За окном снова загремело и зарокотало, край темного неба осветился яркой вспышкой, и о стекла тут же ударились редкие и крупные капли. Опять пошел дождь, постепенно усиливаясь и, наконец, заполонив собою весь мир вокруг двух женщин, сидящих за одним большим столом со швейной машинкой и выкройками.
– Пятьдесят лет, – тихий мамин голос органично слился с шорохом дождя, и в какой-то момент Изольде показалось, что мать сейчас расплачется, а за ней – и она сама, и будут они рыдать на глазах у целой комнаты народу, как две дурочки!.. Но женщина, глянув на дочь, вдруг весело улыбнулась, и ее глаза сверкнули не слезами, а искренней радостью. – Он еще очень молод, ему было столько же, сколько тебе сейчас, когда мы с ним… когда он любил меня. Нурлан был очень красив тогда, да и сейчас хорошо выглядит, ты же видела?.. Я показывала тебе вырезки из журналов. Он… он безумно талантлив, и, господи, – он возвращается!.. Иза, когда он приедет?
Подобной реакции Изольда не ожидала. Она бы на месте матери никогда не простила мужчину, который бросил ее с ребенком и ни разу за двадцать пять лет не поинтересовался, как они живут, есть ли у них деньги, сыты ли они, в конце концов! Просто взял и вычеркнул их из памяти, и даже не задумался о том, что делает!.. Нет уж, никто и никогда не назвал бы Изольду бесхребетной или мягкотелой, а простить Нурлана может только такая, как ее мать!..
– Не знаю, если хочешь, сама спроси у Малики. Я знаю только, что концерты – в начале сентября, ну и бенефис, наверное, тоже в это время. Все остальное мне неинтересно!

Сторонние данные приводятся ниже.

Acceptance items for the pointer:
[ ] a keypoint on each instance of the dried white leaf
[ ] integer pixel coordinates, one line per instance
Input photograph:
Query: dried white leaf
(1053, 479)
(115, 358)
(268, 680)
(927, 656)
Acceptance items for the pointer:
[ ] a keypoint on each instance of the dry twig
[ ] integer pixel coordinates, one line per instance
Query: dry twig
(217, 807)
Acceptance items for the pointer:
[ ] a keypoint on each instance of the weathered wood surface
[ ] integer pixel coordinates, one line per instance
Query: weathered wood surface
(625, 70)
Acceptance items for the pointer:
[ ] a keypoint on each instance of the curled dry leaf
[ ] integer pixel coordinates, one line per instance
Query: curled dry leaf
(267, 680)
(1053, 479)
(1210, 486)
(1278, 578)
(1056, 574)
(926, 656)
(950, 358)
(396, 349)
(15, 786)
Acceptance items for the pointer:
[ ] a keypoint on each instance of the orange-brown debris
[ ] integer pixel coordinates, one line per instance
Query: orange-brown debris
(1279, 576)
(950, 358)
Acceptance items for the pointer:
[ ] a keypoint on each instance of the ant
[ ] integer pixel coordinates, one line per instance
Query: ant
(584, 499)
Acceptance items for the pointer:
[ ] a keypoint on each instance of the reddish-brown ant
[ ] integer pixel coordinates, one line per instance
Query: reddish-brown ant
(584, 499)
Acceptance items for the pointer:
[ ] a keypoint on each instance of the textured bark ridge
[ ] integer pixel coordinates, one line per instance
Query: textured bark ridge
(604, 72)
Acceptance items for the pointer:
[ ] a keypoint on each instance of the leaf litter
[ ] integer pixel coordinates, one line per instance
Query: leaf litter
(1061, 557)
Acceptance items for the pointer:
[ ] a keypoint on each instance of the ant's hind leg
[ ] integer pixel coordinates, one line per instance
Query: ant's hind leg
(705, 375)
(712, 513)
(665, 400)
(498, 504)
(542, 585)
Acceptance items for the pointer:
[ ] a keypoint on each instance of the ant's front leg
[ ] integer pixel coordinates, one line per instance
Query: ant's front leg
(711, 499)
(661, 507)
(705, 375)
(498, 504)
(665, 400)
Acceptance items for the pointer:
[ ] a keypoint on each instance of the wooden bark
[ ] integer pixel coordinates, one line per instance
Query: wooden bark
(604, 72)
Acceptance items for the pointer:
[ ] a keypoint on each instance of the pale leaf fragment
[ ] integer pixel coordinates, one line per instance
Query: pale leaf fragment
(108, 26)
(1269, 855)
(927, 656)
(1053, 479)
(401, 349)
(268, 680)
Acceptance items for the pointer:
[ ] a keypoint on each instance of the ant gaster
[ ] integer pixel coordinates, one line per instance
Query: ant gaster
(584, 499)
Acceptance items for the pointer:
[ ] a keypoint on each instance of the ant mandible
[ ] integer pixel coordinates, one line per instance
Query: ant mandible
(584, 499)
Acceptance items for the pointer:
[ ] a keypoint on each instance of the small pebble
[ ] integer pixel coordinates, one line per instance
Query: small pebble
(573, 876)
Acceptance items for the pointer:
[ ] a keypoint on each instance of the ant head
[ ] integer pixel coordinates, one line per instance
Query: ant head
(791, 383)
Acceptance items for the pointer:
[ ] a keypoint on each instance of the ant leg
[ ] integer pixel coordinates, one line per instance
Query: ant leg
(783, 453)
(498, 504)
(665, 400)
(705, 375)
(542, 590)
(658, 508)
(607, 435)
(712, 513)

Нарочито равнодушно пожав плечами, Изольда протянула руку к пачке с печеньем, лежащей на краю стола среди вороха бумаг, и вытащила одну галету. Оказывается, она жутко проголодалась! Еще бы – утром только кофе попила, после тренировки – влила в себя пару термоядерных коктейлей, и все! Может быть, если бы мать восприняла новость о Нурлане плохо, девушка так и не вспомнила бы о еде, но в эту минуту напряжение вдруг отпустило ее тело, и она вся тут же обмякла на стуле, как кукла, набитая поролоном. Почему-то ей сразу же захотелось есть и пить, а по голым ногам и плечам пробежал противный холодок – тонкое платье Изольды и открытые босоножки явно не рассчитаны на промозглый дождливый день… Но, пожалуй, она выполнила свою миссию и теперь может уйти!

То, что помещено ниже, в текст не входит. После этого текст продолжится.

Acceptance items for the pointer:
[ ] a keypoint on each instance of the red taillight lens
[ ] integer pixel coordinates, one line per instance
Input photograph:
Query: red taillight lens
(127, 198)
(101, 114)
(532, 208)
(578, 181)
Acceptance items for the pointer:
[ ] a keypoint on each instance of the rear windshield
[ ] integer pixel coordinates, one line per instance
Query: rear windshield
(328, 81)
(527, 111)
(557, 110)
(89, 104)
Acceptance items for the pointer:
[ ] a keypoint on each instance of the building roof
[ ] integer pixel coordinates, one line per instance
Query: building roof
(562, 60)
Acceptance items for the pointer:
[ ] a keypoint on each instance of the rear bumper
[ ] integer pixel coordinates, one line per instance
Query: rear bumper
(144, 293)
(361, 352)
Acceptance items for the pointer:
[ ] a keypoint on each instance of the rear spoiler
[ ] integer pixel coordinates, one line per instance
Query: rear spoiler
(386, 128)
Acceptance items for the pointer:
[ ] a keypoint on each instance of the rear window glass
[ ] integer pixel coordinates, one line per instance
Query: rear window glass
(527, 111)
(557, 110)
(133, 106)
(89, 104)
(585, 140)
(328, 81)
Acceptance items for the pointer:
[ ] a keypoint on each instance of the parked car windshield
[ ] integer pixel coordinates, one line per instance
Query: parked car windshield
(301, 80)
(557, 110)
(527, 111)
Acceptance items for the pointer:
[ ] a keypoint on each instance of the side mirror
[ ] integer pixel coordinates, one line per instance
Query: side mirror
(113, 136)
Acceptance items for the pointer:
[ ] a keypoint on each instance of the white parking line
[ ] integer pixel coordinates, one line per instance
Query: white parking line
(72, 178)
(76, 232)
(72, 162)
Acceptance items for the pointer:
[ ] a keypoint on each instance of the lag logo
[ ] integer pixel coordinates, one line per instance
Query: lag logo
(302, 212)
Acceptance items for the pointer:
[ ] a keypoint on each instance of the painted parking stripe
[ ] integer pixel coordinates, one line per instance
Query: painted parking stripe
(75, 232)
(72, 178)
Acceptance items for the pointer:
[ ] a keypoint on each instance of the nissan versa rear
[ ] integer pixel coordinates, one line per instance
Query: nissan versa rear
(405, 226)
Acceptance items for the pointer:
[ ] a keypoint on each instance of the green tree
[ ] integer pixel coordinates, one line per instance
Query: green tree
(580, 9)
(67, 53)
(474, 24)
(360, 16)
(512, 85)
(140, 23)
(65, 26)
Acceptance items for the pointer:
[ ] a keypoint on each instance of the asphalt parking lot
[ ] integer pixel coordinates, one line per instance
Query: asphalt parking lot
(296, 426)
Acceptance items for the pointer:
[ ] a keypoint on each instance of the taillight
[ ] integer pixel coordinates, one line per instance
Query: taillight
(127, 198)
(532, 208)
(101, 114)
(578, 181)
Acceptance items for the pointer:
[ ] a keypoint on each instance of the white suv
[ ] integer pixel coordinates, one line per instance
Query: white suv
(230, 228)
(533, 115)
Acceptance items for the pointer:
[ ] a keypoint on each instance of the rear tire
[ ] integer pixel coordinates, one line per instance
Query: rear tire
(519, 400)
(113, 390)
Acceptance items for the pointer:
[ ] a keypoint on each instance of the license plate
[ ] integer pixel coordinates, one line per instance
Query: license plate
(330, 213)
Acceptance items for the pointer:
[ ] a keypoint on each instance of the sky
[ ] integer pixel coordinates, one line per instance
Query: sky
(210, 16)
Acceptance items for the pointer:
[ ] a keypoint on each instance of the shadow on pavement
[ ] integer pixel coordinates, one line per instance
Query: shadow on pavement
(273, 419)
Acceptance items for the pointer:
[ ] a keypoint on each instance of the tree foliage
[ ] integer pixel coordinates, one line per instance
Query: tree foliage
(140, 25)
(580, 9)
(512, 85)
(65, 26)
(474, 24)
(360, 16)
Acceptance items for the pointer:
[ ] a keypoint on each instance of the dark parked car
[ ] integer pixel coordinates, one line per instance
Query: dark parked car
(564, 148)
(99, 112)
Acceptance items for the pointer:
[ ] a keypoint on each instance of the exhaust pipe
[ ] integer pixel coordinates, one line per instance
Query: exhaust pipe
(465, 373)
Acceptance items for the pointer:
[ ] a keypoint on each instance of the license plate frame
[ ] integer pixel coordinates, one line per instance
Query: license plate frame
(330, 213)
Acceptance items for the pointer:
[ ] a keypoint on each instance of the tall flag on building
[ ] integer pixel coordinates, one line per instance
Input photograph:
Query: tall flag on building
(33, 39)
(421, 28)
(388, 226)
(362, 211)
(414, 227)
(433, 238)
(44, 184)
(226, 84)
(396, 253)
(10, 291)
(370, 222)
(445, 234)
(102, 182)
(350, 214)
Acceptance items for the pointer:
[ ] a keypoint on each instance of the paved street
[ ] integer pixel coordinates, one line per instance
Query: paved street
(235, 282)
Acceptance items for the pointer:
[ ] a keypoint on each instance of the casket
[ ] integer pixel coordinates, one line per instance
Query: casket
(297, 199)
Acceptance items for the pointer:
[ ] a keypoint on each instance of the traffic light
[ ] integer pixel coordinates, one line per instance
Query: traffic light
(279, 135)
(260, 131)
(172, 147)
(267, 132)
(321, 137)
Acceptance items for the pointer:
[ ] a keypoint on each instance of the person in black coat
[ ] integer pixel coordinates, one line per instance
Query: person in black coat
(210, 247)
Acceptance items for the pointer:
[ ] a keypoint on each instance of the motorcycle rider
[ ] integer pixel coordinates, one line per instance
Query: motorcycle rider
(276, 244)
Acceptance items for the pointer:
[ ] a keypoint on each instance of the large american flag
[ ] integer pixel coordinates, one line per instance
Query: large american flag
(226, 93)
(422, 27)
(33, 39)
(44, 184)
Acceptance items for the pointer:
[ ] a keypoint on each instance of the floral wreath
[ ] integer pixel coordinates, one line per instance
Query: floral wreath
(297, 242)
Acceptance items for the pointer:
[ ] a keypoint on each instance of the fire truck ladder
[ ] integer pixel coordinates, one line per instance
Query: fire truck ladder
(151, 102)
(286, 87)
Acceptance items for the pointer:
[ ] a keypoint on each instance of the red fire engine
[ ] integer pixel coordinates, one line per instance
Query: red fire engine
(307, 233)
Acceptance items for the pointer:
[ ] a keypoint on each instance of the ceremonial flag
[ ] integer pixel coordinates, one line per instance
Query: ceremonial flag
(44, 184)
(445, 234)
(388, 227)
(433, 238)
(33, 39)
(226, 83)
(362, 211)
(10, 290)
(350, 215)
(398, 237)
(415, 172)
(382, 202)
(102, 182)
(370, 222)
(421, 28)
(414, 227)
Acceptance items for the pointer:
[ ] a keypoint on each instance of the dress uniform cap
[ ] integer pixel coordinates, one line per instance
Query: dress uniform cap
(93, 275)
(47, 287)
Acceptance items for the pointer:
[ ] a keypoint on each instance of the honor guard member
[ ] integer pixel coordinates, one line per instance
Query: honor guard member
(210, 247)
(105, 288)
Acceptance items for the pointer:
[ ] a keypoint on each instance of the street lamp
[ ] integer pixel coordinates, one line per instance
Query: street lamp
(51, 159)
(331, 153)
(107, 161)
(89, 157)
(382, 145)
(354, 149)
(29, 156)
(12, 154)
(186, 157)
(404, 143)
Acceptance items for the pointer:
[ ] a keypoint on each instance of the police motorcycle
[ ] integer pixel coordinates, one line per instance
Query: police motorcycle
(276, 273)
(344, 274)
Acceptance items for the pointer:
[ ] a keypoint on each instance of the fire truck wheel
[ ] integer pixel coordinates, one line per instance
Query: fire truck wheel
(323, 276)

– У него в октябре день рождения, я точно знаю! – мать нервно сцепила руки в замок и с такой силой сжала пальцы, что они неприятно хрустнули. – Нельзя же отмечать юбилей заранее, это плохая примета!..
И снова Изольде пришлось пожать плечами. В самом деле, мать опять в своем репертуаре. Плохая примета! Придумала тоже! Хотя… Слизнув с ладони последнюю крошку сухого печенья, девушка хитро улыбнулась. Ну да, мама совершенно права. Изольда сделает все возможное, чтобы «плохая примета» сбылась!.. Октябрь еще так далеко, а сентябрь – вот он, рядом, и Нурлан триста раз пожалеет о том, что решил отметить свой юбилей раньше срока. Уж она-то постарается, чтобы папочка навсегда запомнил этот замечательный день!